Great stuff!! But this is not what I mean by Global Human Ecology and that is one reason that I insert "Global." 


What I mean by "global" is a perspective for looking at how human beings function in terms of individuals and societies systems of interactions and patterns of behavior that have global implications, including but not restricted to interactions with the environment. I want to share my efforts to develop a broad perspective on the modern world system and human condition. If there are practical implications, it  is for the individual to figure out how to incorporate insights into his or her personal endeavours. I don't see GHE as something that will prescribe what individuals should "do." It is more like developing study protocols and broadening one's perspectives as self-education continues through one's life. 


I spent many years as a panelist and advisor to  Project 2061 of the American Association for the Advancement of Science.  One thing that our panels of experts all over the country agreed to was that American education needed to do a much better job of better opening the minds of students and the public to the ways that bits of knowledge and theories and so on interconnect, and why this matters.
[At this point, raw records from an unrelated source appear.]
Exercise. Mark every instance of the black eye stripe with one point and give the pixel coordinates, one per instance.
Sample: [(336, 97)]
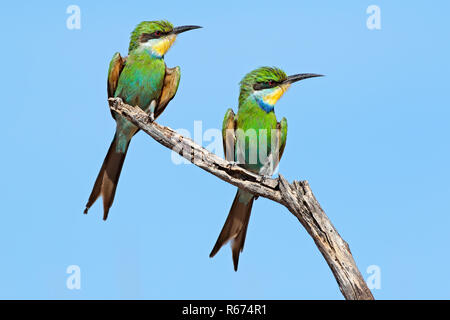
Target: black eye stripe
[(147, 36), (265, 85)]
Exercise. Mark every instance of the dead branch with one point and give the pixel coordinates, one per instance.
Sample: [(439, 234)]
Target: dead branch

Some would phrase this, "students need to think more holistically, that is to be able to see the big picture of causes and effects." We break down knowledge into bits, but we do not develop disciplined habits of putting the bits together very well. My idea of Global Human Ecology is very much in this spirit, though it is not part of Project 2061 or a direct spin off. Rather it is because I think this way that I was recruited by the AAAS to join and advise this project. 


Let add that I think the historical development of patterns of human behavior and of economic and political systems and of patterns of interacting with the biosphere should be part of a complete perspective. Thus my approach to understanding the modern world system includes efforts to piece together its evolution.